Nonlinear Computation in Deep Linear Networks

dbcurtis · on Sept 29, 2017

? It sounds like the author is ignoring denormals?

-edit-

Yes, the author is ignoring gradual underflow and the resulting denormal numbers.

So as you move from one binate to the next, the spacing between floating point numbers doubles or halves depending on whether you are increasing or decreasing the exponent. When you reach the binate with the most negative possible exponent, you have two choices: a) round toward zero, which leads to a huge non-monotonic jump in the spacing of numbers on the floating point number line. This is a great annoyance to numerical analysts and leads to convergence instabilities. That is why any modern computer used for numerical work incorporates choice b) gradual underflow, which implies that you must allow non-normalized numbers in the two binates (the two being + and - sign bit) of the most negative exponent, which has the effect of creating another pair of binates around zero. This keeps the spacing of numbers on the floating point number line the same in the four binates around zero. Numerical algorithms are then much more stable.

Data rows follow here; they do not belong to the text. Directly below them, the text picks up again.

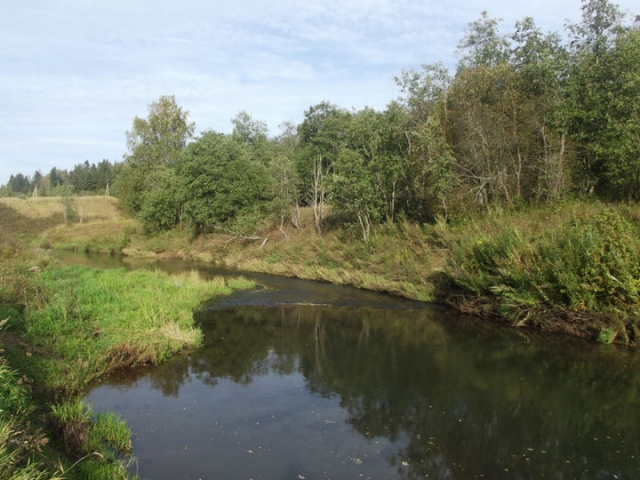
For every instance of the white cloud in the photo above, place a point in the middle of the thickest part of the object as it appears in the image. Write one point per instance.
(74, 73)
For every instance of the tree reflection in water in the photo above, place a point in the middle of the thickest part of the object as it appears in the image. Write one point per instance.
(453, 398)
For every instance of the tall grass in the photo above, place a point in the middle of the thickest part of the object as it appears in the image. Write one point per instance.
(84, 322)
(584, 273)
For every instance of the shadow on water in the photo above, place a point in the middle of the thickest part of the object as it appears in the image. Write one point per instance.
(375, 387)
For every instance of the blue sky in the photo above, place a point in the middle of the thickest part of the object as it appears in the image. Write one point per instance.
(74, 73)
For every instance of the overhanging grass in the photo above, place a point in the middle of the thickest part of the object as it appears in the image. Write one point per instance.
(83, 322)
(581, 275)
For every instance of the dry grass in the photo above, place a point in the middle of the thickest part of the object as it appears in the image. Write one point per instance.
(89, 208)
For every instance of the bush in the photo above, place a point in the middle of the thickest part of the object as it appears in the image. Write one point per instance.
(588, 268)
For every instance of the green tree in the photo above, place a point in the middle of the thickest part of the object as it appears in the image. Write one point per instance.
(482, 44)
(353, 190)
(225, 187)
(323, 134)
(620, 146)
(589, 89)
(155, 141)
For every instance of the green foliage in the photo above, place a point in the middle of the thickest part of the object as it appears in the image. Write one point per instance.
(99, 444)
(589, 266)
(153, 142)
(162, 201)
(90, 321)
(222, 181)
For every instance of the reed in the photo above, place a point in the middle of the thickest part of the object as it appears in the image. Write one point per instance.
(580, 275)
(85, 322)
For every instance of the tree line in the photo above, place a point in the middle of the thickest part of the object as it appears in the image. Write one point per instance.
(84, 179)
(526, 118)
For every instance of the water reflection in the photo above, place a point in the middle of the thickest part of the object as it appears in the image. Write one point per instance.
(323, 392)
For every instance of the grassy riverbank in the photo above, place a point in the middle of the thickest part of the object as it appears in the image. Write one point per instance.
(569, 268)
(64, 326)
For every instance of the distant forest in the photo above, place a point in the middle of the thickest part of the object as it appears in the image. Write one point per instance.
(526, 118)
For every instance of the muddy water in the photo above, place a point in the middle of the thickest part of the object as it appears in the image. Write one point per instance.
(300, 380)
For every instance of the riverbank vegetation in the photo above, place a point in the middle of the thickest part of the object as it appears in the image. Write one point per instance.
(507, 188)
(63, 327)
(531, 124)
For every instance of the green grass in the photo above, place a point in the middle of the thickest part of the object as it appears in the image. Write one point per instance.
(83, 322)
(580, 275)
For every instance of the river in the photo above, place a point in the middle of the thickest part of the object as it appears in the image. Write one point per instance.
(304, 380)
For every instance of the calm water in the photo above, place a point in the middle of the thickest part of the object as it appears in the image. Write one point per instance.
(300, 380)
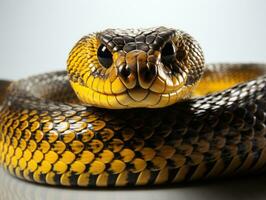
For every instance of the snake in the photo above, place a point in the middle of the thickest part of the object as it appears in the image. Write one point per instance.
(135, 107)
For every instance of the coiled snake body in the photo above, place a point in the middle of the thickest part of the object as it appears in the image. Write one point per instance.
(154, 118)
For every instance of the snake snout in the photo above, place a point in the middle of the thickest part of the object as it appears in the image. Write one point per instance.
(139, 69)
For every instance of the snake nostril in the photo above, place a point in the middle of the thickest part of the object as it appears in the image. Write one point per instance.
(124, 71)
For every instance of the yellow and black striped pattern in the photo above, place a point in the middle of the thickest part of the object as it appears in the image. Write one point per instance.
(48, 136)
(150, 81)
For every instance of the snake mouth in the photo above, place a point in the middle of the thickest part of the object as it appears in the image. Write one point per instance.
(123, 69)
(163, 92)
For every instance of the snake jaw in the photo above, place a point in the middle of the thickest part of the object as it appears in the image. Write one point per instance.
(150, 68)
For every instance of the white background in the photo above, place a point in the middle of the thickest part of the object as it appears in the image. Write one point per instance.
(36, 36)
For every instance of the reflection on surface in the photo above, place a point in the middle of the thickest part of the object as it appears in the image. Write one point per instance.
(237, 188)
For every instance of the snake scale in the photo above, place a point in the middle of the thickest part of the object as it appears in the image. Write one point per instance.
(149, 111)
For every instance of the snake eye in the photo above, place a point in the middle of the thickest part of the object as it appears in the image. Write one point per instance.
(105, 57)
(168, 53)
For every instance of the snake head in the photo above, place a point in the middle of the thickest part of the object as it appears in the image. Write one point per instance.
(132, 68)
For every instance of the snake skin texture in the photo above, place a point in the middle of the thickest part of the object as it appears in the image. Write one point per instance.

I haven't looked at what GPU's do, I strongly suspect that they round toward zero, because first of all it doesn't matter much to graphics applications, and secondly, the typical method of handling denormals is to take a trap and drop into software emulated floating point because the cost of the additional hardware to handle denormals is very large and the hardware complexity is crazy-making. A GPU isn't going to want to break the pipeline for a denormal.

aray · on Sept 29, 2017

It looks like nvidia GPUs treat denormals as zeros for single-precision floating point math: http://developer.download.nvidia.com/assets/cuda/files/NVIDI... (sections 4.1 and 4.2)

dbcurtis · on Sept 29, 2017

In the context of graphics processing that trade-off totally makes sense.

Thanks for doing the homework that I was too lazy to do :)

It seems to me that in the context of NN computations, using the lack of gradual underflow as a non-linear element is going to severely limit the dynamic range of the neurons. On the plus side, the non-linear element is a computational freebie. But in addition to limited dynamic range, it makes the NN ridiculously non-portable across hardware implementations.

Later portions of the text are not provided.